# Build our Presentation Corpus
We'll now build our presentation corpus, this is where we'll put existing presentations. Normally we'll crawl all the existing talks but here we've just taken the last few.

A key thing for this corpus is to include five filter attributes, which demonstrate the power of Semantic Search combined with Key-Value searches.
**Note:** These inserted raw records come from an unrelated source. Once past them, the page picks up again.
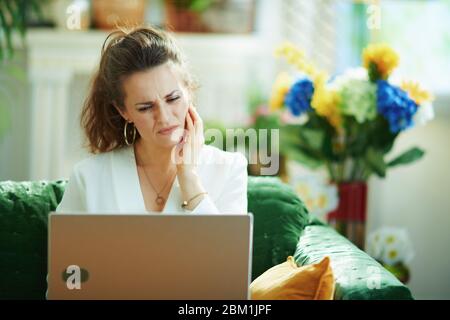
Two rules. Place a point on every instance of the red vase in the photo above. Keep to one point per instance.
(349, 218)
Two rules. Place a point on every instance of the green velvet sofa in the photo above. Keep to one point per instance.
(282, 227)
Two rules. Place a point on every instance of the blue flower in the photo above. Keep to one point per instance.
(298, 99)
(395, 105)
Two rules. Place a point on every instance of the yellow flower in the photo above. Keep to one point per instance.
(384, 58)
(296, 57)
(280, 89)
(324, 101)
(416, 93)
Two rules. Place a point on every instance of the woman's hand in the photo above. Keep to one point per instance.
(189, 148)
(187, 154)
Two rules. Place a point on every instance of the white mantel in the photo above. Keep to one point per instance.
(224, 64)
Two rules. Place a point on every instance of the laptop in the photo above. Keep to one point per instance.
(149, 256)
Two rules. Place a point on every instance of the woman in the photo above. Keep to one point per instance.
(147, 138)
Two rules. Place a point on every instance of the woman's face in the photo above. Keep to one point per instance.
(156, 99)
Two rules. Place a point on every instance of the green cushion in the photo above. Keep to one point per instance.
(279, 217)
(23, 236)
(279, 220)
(357, 275)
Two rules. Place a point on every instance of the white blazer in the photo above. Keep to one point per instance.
(109, 183)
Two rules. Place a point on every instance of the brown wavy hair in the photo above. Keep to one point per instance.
(124, 53)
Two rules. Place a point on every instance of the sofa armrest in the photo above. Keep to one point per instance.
(357, 275)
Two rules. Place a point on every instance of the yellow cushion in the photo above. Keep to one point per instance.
(287, 281)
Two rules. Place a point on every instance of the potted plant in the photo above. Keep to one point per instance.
(14, 18)
(348, 125)
(221, 16)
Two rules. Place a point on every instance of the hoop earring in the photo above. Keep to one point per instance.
(125, 133)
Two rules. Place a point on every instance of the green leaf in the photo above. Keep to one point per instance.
(374, 160)
(407, 157)
(4, 119)
(313, 138)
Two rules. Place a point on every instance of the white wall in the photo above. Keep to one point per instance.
(417, 197)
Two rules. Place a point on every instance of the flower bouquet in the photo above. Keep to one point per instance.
(348, 123)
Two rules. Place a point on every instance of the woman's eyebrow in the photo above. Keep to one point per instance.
(151, 102)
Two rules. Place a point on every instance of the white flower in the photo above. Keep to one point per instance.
(425, 113)
(390, 245)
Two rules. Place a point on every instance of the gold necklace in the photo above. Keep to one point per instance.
(159, 200)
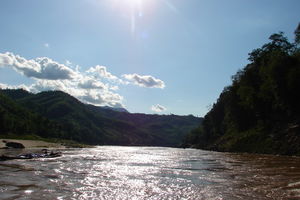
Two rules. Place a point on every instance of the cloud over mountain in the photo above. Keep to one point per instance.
(95, 86)
(40, 68)
(158, 108)
(144, 81)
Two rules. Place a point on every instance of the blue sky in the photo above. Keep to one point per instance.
(151, 56)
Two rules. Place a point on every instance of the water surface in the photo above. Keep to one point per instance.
(113, 172)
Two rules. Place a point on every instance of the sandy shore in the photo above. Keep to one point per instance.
(33, 143)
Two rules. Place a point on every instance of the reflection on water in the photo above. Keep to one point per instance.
(112, 172)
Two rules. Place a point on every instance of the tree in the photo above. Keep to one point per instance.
(297, 35)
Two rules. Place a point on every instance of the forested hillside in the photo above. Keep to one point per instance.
(55, 114)
(260, 111)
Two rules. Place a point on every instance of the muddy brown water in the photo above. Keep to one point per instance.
(114, 172)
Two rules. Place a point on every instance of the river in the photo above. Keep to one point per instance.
(114, 172)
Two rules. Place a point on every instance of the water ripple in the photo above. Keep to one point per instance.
(112, 172)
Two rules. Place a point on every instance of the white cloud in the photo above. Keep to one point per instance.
(40, 68)
(144, 81)
(101, 72)
(158, 108)
(6, 86)
(87, 82)
(68, 63)
(86, 86)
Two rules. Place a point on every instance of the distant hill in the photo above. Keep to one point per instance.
(260, 111)
(95, 125)
(114, 109)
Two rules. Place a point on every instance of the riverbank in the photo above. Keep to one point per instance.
(33, 143)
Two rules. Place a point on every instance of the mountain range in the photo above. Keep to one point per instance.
(55, 114)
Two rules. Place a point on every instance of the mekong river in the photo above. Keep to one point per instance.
(114, 172)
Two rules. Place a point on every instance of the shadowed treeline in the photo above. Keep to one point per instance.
(260, 111)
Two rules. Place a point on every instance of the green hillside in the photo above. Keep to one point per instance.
(95, 125)
(260, 111)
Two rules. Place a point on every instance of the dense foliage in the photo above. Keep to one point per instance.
(260, 111)
(55, 114)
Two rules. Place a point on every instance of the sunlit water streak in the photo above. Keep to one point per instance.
(112, 172)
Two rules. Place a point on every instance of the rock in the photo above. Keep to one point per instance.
(15, 145)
We will define four filter attributes below:

* **City:** Where the presentation
* **Format:** Meetup or Conference
* **Date:** When the meetup occured / will occur
* **Status:** Proposed or Accepted
* **Presenters:** List of presenters

In [None]:
from vectara_client.core import Factory
from vectara_client.admin import CorpusBuilder
import logging

logging.basicConfig(format='%(asctime)s:%(name)-35s %(levelname)s:%(message)s', level=logging.INFO, datefmt='%H:%M:%S %z')
logging.getLogger("OAuthUtil").setLevel(logging.WARNING)
logger = logging.getLogger(__name__)

client = Factory().build()
manager = client.corpus_manager

corpus = (CorpusBuilder("meetup-presentations")
          .description("This is where we put all of our meetup presentations")
          .add_attribute("city", "The city where the presentation occured / will occur")
          .add_attribute("format", "Meetup or Conference")
          .add_attribute("date", "When the meetup occured / will occur")
          .add_attribute("status", "Proposed / Accepted / Rejected")
          .add_attribute("presenters", "Who were the presenter", type="text")
          .build()
         )
corpus_id = manager.create_corpus(corpus, delete_existing=True)

## Load our Corpus
We'll now load our corpus with our data in the JSON format

In [None]:
from pathlib import Path
import json

with open(Path("../resources/meetups/meetups.json"), "r") as f:
    for line in f.readlines():
        presentation = json.loads(line)

        upload_path = Path(f"../resources/meetups/meetup_{presentation['id']}.docx")
        client.indexer_service.upload(corpus_id, upload_path, metadata=presentation)
    

## Run Tests
We'll now check we have information available to query

In [None]:
response = client.query_service.query(
    "What was the speech about?", corpus_id, summary=True, 
    summarizer="vectara-summary-ext-v1.3.0", summary_result_count=5,
    metadata="doc.presenters = 'David Levy'")
logger.info(f"Response was: {response.summary[0].text}")